How do the hits from large scale GWAS fail to generalize within a population? Why would you get worse models with more advanced techniques, presumably the more advanced techniques would only be used instead of the simple ones if they are proven to work.

1 comments

> How do the hits from large scale GWAS fail to generalize within a population?

Great question! I haven't revisited the question in quite some time, but one possible explanation is sometimes called the "winner's curse." There's a "measurement error" for each site in that genetics is never deterministic, and when you have millions of sites, and only thousands of cases split into yes/no categories. If a particular site explains only 10% of the "yes" cases, it could be that random sampling makes it look like 15% or 7% or whatever. And when you have a handful of sites, each with measurement error of this sort, when you sort the handful of sites, the genomic sites with the biggest effect are likely to come from random chance.

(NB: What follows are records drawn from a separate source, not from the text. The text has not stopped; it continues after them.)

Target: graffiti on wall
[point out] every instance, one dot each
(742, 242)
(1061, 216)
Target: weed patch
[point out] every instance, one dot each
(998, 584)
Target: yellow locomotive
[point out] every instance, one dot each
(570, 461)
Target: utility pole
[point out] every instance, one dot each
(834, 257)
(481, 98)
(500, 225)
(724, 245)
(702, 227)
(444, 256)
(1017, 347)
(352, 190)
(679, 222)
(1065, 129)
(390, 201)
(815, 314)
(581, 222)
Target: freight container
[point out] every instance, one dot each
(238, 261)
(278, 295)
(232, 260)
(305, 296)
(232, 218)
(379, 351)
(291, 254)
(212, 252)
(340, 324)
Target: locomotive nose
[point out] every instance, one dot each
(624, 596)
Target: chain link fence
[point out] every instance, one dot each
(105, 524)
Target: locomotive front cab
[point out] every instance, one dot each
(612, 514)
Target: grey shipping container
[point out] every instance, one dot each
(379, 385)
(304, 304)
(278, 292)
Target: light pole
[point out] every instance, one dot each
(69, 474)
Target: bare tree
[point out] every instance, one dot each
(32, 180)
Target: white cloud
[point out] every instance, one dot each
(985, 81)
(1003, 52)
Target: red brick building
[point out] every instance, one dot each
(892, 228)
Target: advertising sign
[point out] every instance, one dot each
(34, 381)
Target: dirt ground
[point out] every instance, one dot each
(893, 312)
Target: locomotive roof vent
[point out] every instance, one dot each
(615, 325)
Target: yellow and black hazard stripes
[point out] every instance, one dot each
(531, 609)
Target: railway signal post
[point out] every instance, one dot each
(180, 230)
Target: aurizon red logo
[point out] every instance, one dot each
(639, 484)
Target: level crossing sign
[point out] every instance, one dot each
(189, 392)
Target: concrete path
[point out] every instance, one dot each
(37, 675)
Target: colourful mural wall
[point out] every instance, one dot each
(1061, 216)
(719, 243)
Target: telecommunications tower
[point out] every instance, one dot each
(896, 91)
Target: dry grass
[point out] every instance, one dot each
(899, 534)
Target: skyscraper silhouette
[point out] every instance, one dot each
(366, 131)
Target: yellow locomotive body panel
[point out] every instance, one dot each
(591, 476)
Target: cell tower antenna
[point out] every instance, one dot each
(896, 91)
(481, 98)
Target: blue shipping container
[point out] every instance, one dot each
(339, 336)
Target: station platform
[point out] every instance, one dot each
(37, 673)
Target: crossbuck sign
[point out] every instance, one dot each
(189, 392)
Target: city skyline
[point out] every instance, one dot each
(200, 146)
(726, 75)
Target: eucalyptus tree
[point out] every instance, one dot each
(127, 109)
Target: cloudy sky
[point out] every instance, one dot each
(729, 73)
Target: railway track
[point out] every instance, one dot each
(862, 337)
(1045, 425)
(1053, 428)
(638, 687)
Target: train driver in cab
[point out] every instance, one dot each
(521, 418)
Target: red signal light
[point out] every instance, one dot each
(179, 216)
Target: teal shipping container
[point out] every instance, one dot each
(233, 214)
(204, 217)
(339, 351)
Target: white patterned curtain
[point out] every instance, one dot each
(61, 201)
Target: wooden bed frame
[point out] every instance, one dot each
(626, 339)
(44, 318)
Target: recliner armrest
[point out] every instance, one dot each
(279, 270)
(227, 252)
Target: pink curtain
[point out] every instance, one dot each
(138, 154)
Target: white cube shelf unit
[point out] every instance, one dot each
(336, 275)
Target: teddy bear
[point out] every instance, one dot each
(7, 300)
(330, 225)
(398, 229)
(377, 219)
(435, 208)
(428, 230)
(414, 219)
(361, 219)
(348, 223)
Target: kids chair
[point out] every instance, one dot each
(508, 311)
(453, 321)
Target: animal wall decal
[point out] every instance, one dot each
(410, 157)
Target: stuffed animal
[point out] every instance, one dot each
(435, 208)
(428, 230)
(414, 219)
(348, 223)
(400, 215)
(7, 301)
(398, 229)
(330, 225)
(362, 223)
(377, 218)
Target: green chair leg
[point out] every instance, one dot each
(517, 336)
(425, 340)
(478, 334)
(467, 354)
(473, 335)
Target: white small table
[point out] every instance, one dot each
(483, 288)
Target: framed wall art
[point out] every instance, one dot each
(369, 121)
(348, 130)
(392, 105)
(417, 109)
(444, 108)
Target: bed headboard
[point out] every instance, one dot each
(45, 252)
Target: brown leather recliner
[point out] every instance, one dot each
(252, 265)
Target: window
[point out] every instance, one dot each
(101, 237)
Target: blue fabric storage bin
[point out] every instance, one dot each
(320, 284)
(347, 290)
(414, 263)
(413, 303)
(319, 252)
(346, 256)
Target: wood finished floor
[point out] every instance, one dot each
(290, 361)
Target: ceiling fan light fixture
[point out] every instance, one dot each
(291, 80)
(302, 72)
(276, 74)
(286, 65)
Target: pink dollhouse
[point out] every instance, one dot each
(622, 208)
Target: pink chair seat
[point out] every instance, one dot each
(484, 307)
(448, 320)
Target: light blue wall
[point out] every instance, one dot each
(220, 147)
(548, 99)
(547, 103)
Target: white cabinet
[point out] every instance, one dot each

More advanced models have a greater ability to find spurious signals, to overfit the data, and to mispredict. Training with more parameters, correctly, often requires more data, and the biggest limitation to GWAS is the amount of data. For some rare conditions, there may not be bough humans alive to provide the data fully needed, if we are going only by GWAS. Because GWAS doesn't have any model for how cells work, and the naturally occurring variation in the human population is unlikely to provide enough data to reconstruct the relationships that are necessary to rebuild the parts of that physical model in order to make predictions from DNA alone.

There are also potentially different prevalence of causal variants in different populations, depending on the interactions between different genes. In the San Francisco East Bay, there's a mixing of many many previously geographically different human populations. Rare diseases that are most prevalent in one population are starting to present differently when there's admixture with more distantly related humans. The whole combination of minor differences can cause changes to what we think was a well-defined disease.